One of the reasons both parties supported a thriving middle class is because that created a lot more people who could buy cars and televisions -- and, later, computers and cell phones. But bookmakers don't need a market for their products, because they don't make anything.

Wall Street speculation and the job losses that can result doesn't faze them. Neither do declining wages, growing wealth inequality or lost social mobility. Those things may deprive the Makers of paying customers. But the Bookies can bet against the Makers as easily as they can bet in favor of them.

Makers need a planet which is hospitable to human life. Bookmakers don't.

Ever wonder how people can care so little for the future of the planet? That's easy: Climate change's greatest devastation won't begin for decades. Bookmakers only worry about the next quarterly report.

And as the air and water quality decline, they know they'll be able to move to other, more hospitable climes.

Hedging Tomorrow

The novel Interface was co-authored by renowned sci-fi author Neal Stephenson. Unlike Cory Doctorow, I'm not sure it's one of his best works. Literary questions aside, its premise is flawed: Today's ultra-rich don't want to get your opinions so they can tell politicians what to think. They intend to tell you what to think, and they may have the resources to do it.

But then, Neal Stephenson couldn't have known that back in the pre-Citizens United days of 1994.

The Bookies have a message for the future -- for the millions who will become refugees because of coastal flooding, for the growing ranks of the impoverished at home and abroad, for those who would have no hope of a better life if their agenda is enacted. The message is this:

"We'll never convince you to take personal responsibility for your lives ..."

That kind of talk may be illogical and cruel, but it lets them anesthetize their own consciences so they can close the next deal. It even lets them shut out any thought of the world their own descendants will inherit.

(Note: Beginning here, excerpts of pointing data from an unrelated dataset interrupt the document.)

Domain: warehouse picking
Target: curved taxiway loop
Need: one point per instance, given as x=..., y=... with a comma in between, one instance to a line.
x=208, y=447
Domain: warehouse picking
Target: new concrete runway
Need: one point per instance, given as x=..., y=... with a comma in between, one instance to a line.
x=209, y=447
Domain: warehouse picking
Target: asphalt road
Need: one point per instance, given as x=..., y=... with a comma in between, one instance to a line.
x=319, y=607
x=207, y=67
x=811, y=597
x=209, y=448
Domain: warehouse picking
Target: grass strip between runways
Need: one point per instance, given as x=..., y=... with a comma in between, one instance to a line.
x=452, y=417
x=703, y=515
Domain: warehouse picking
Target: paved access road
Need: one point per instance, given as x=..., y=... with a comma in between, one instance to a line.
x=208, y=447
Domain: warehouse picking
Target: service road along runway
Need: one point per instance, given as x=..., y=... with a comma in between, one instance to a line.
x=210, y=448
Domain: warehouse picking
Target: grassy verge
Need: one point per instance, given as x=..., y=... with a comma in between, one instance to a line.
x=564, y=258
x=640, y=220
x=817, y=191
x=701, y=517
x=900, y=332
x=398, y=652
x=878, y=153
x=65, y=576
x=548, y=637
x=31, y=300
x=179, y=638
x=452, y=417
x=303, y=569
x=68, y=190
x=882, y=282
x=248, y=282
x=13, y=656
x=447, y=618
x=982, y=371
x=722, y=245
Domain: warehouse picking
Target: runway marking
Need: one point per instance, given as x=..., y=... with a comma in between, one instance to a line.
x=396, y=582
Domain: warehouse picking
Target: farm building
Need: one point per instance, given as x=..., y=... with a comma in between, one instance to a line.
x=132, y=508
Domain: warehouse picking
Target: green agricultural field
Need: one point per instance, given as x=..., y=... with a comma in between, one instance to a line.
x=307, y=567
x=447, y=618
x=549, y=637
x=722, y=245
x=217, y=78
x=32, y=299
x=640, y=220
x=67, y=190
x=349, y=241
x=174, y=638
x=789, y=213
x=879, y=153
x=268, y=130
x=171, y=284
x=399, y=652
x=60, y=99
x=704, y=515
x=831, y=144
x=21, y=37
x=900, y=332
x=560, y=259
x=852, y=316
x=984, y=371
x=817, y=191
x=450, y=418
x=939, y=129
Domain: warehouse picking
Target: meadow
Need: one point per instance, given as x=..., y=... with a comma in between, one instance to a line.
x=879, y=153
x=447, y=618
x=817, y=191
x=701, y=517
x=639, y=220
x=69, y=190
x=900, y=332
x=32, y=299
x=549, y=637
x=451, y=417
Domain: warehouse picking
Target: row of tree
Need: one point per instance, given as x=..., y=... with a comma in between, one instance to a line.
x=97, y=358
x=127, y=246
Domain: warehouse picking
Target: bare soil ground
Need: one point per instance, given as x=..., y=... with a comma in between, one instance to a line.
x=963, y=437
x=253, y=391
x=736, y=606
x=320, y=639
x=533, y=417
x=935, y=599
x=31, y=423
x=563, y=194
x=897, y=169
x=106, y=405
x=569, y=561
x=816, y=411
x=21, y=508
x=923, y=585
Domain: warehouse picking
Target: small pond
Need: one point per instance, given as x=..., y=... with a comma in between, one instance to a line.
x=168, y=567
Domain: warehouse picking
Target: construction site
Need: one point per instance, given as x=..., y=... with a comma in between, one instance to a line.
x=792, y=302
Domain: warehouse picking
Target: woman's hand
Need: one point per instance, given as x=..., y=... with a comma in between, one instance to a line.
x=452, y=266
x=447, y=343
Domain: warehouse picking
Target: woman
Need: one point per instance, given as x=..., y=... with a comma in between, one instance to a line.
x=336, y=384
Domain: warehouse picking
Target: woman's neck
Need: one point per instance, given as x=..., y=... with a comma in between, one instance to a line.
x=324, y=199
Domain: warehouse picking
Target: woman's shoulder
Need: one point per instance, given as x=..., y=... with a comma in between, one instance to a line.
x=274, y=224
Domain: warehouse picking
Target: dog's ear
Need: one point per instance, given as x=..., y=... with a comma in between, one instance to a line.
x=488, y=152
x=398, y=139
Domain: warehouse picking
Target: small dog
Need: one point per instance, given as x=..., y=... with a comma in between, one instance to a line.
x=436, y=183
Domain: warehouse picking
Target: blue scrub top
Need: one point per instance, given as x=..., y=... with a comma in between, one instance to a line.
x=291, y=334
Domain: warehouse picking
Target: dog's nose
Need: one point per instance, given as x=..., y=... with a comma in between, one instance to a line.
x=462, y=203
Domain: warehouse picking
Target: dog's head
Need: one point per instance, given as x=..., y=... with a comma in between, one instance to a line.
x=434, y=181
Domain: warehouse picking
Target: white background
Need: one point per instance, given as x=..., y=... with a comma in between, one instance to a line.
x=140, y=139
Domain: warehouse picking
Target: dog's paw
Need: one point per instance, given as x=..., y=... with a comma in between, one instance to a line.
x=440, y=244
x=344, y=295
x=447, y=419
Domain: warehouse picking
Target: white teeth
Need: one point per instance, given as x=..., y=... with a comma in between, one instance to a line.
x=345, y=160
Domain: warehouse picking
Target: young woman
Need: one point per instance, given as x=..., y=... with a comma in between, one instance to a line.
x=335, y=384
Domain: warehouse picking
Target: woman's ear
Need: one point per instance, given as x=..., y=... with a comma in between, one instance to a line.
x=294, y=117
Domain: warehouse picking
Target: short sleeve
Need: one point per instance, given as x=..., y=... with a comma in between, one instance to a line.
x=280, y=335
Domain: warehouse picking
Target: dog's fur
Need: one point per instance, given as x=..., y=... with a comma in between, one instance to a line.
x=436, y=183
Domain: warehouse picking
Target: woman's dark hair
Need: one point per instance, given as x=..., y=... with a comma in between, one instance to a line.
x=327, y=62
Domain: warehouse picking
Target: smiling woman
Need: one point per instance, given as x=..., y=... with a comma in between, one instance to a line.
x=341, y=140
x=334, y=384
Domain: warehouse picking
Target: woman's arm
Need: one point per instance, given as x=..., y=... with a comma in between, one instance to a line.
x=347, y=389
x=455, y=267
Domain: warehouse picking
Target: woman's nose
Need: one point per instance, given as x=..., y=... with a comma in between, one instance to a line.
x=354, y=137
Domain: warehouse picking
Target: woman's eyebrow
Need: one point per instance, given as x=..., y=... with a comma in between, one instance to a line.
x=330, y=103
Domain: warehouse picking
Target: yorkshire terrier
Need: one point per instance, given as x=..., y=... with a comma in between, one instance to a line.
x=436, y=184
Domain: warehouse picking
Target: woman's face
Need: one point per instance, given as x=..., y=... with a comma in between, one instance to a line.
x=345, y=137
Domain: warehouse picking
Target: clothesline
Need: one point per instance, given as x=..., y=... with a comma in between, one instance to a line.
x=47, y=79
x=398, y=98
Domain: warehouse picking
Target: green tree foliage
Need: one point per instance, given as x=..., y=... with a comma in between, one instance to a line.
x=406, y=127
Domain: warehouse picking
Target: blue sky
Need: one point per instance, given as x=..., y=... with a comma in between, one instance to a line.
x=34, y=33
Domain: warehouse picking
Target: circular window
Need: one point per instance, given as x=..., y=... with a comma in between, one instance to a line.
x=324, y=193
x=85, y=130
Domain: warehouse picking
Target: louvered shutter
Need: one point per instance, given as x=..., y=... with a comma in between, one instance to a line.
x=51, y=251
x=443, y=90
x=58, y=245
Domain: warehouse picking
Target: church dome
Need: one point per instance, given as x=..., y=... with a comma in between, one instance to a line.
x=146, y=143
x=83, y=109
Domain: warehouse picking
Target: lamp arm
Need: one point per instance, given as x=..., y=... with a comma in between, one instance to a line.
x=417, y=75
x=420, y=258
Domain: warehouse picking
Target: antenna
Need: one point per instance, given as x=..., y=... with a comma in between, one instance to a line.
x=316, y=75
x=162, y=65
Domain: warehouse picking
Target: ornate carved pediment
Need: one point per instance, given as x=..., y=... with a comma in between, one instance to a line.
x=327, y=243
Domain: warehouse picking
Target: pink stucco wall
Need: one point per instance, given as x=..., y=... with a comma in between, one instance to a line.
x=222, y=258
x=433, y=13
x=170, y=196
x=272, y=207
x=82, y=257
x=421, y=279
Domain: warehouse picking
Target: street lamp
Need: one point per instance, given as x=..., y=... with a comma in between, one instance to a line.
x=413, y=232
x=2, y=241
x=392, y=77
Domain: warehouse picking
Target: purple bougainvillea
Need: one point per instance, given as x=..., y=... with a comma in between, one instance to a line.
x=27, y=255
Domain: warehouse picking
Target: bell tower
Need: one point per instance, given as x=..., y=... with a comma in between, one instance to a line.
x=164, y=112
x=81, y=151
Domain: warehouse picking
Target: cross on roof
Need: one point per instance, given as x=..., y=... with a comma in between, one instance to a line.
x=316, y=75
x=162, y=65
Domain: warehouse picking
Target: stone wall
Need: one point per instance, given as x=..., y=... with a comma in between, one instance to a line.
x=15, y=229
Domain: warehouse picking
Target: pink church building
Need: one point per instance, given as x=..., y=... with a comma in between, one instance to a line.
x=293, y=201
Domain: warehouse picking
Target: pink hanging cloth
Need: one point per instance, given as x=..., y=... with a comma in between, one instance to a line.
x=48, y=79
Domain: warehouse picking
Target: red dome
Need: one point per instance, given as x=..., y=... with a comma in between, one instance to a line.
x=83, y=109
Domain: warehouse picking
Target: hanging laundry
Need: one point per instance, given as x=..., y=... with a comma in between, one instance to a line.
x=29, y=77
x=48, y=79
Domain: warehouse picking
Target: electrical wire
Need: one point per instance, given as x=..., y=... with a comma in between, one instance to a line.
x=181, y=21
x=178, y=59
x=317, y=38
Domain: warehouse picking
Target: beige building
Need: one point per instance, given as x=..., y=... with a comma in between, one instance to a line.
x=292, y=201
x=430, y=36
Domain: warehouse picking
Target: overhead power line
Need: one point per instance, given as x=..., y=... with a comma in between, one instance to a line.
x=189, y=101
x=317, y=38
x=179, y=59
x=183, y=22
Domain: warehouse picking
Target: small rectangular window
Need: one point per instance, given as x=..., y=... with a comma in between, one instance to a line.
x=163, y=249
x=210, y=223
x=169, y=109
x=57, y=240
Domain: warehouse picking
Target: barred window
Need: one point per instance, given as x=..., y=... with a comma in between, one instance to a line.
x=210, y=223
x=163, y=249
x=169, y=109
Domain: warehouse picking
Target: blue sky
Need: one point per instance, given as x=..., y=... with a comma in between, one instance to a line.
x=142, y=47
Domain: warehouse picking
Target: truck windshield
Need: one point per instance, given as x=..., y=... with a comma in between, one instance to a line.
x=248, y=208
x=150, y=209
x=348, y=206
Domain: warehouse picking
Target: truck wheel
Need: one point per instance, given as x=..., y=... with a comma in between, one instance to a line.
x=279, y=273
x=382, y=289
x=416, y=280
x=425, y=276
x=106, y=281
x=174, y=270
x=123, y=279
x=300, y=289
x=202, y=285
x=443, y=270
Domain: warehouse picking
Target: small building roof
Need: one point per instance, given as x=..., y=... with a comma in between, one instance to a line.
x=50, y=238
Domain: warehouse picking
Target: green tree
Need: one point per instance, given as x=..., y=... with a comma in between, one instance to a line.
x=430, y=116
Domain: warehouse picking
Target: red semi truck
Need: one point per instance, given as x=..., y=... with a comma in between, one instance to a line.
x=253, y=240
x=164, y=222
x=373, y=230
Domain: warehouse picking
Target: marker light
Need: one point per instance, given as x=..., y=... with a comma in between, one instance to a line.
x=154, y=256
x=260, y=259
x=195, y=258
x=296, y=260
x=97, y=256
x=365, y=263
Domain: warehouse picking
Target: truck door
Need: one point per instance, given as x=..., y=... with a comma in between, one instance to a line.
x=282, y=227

Our children's children's children: What a bunch of takers.

Who are the powerful people Mitt Romney represents? They're the Bookies. They build nothing, create nothing, contribute nothing. They gamble on the futures of others and don't care who wins or loses. They're radical, and they're angry (See "The Radical Rich"). And, increasingly, they're in control.

Grim forecasts don't necessarily disturb them. They can hedge anything, even the future. And they'll be dead and gone before the coming generations pay the greatest price of their success. In the meantime there's good money to be made. You can even make a profit by betting against tomorrow.

It's like they say: There's a market for everything.